There are often various incentives offered by lenders that should be taken into account when choosing a mortgage.
A Flexible mortgage as the name implies allows a borrower is to make extra repayments when extra money is available, and to reduce or even miss payments when necessary. Borrowers will normally have to build up a reserve through overpayments before being allowed to underpay or miss payments. One major benefit of flexible mortgages is that most lenders will calculate the interest on a Daily Basis, so you are only paying interest on the amount actually owed to the lender. If this were not the case and interest was calculated on an annual basis, then the mortgage would not be very flexible because borrowers making over-payments would not get the benefit straight away because it could be a year before the balance outstanding was reduced by the over-payment. Making extra payments into your mortgage account on a regular basis, even relatively small amounts, could reduce your mortgage term by several years and save you a lot of money over time.

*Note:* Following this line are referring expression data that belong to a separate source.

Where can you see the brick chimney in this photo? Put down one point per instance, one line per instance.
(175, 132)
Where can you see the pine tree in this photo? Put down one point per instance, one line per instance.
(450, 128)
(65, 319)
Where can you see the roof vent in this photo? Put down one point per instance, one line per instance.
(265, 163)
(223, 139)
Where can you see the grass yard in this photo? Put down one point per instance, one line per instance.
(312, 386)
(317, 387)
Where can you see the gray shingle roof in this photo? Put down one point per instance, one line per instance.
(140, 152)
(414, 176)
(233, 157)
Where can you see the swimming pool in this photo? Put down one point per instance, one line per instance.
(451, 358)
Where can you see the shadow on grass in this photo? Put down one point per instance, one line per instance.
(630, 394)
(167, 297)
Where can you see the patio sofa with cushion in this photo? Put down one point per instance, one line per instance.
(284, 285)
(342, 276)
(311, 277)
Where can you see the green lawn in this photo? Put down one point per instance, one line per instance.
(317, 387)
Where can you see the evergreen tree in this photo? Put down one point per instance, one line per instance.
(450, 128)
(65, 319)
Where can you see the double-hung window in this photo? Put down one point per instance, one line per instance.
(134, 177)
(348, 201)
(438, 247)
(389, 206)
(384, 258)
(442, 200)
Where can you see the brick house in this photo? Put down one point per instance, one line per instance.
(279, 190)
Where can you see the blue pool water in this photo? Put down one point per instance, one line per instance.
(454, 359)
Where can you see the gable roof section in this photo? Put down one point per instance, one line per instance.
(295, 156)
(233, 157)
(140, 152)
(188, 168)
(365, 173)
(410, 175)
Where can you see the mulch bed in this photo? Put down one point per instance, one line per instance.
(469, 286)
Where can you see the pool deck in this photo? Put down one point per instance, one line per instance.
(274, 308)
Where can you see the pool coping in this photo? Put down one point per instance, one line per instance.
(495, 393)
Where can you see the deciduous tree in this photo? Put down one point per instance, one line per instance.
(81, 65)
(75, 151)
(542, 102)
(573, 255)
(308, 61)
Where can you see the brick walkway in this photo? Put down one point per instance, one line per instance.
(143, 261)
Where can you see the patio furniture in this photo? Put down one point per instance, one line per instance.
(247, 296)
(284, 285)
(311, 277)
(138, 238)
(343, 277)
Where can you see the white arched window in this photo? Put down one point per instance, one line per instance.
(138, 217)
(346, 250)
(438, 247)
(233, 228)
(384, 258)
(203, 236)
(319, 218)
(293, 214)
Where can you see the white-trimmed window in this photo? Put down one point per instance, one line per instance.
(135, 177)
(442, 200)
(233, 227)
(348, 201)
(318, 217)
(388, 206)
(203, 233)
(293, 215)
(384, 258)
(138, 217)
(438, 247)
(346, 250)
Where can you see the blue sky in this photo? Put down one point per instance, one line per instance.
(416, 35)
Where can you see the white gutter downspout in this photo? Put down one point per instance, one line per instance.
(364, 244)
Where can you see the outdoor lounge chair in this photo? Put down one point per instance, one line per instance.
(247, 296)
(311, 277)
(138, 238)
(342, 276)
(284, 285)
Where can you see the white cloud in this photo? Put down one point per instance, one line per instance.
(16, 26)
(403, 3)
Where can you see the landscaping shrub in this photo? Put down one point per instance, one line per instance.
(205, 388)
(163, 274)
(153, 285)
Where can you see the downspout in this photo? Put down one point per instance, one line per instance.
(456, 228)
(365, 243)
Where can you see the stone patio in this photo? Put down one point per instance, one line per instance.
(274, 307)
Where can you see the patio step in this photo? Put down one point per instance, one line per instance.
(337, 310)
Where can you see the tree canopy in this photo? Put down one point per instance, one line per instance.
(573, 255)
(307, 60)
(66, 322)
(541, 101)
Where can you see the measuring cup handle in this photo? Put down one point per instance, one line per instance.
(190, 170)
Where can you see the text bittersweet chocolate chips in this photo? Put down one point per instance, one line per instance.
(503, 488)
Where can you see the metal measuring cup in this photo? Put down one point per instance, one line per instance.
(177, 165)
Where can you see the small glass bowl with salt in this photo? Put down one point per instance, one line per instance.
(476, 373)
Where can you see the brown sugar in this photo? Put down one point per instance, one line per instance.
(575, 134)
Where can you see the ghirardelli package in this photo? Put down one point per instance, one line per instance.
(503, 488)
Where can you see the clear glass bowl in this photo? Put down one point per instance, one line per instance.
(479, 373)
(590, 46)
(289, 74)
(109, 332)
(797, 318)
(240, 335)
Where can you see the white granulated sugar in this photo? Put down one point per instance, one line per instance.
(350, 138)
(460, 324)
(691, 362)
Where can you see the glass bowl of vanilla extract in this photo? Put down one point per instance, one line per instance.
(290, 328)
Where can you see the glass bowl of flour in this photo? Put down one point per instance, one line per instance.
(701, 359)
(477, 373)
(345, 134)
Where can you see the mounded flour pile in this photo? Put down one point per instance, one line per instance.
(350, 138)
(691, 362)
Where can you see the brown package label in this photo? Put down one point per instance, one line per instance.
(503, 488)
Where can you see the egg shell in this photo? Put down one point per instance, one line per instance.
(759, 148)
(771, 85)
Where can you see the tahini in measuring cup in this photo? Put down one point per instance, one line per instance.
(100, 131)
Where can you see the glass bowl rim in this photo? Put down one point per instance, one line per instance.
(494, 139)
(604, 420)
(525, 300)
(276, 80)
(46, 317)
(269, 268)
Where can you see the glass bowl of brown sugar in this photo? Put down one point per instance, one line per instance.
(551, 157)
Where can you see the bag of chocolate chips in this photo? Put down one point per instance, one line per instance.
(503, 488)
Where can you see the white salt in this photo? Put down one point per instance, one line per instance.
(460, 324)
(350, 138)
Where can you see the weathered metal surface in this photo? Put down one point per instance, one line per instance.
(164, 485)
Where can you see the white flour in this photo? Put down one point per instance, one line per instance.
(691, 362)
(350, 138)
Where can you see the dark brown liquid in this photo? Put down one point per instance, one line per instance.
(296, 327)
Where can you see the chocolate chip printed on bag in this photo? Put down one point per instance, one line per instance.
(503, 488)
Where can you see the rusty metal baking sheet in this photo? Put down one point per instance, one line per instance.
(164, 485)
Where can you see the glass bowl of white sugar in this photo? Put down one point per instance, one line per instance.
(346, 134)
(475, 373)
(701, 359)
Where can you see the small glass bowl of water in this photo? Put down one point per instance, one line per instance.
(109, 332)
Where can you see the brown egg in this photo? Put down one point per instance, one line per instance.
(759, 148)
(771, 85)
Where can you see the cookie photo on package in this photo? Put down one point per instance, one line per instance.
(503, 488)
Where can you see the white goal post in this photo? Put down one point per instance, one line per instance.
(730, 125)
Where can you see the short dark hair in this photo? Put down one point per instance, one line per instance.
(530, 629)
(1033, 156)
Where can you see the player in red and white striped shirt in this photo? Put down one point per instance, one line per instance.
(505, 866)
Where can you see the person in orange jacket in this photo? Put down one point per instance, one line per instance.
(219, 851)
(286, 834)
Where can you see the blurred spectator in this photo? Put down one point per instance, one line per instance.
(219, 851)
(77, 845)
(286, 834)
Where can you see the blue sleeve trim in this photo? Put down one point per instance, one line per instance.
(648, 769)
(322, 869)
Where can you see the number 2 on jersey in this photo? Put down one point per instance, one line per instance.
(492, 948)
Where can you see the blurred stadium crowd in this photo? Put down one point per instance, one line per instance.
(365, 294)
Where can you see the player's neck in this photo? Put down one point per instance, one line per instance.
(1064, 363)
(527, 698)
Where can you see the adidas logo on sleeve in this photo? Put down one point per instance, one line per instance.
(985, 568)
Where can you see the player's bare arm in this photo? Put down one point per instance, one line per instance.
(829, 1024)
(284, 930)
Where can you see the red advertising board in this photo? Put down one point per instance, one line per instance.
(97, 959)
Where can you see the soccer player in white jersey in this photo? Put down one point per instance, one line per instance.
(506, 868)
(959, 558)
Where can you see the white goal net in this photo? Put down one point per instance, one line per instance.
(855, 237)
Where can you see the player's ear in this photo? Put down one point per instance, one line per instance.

The majority of flexible mortgages do not have any Early Redemption Charge and additionally the interest rates are often lower than the usual Standard Variable Rates charged on the more traditional mortgage products.
This takes the concept of a flexible mortgage one stage further by linking the mortgage to a current account. These mortgages take the benefits of the flexible mortgage and use the funds held in the current account to offset the interest payable on the mortgage account. For example if you had a mortgage balance of £40,000 and £3,000 in your current account you will only be charged interest on £37,000 the difference between the two.
Some of the lenders offer the option of linking savings accounts, credit cards and personal loans to your mortgage account.
Some lenders will offer a lump sum of cash once the mortgage has completed. The amount can range from a flat rate of cash-back or a percentage of the loan. Sometimes quite substantial cash-backs can be offered 5 or even 6% which would be useful for a borrower who was struggling to raise a deposit.
As you would expect lenders will apply an Early Redemption Charge with a cash-back mortgage if it is redeemed within a certain period, usually two - five years depending on the lender and the amount of cash-back received.
Commonly offered on re-mortgages, the mortgage applicant will normally need to use a firm of lawyers recommended by the lender.
Again, more commonly offered on re-mortgages (but a few lenders offer a free valuation on a house purchase). A FREE VALUATION requires no up-front payment from the mortgage applicant. Some advertised schemes offer a free valuation when its really a REFUND OF VALUATION, so if the application does not proceed to completion then no refund will be given.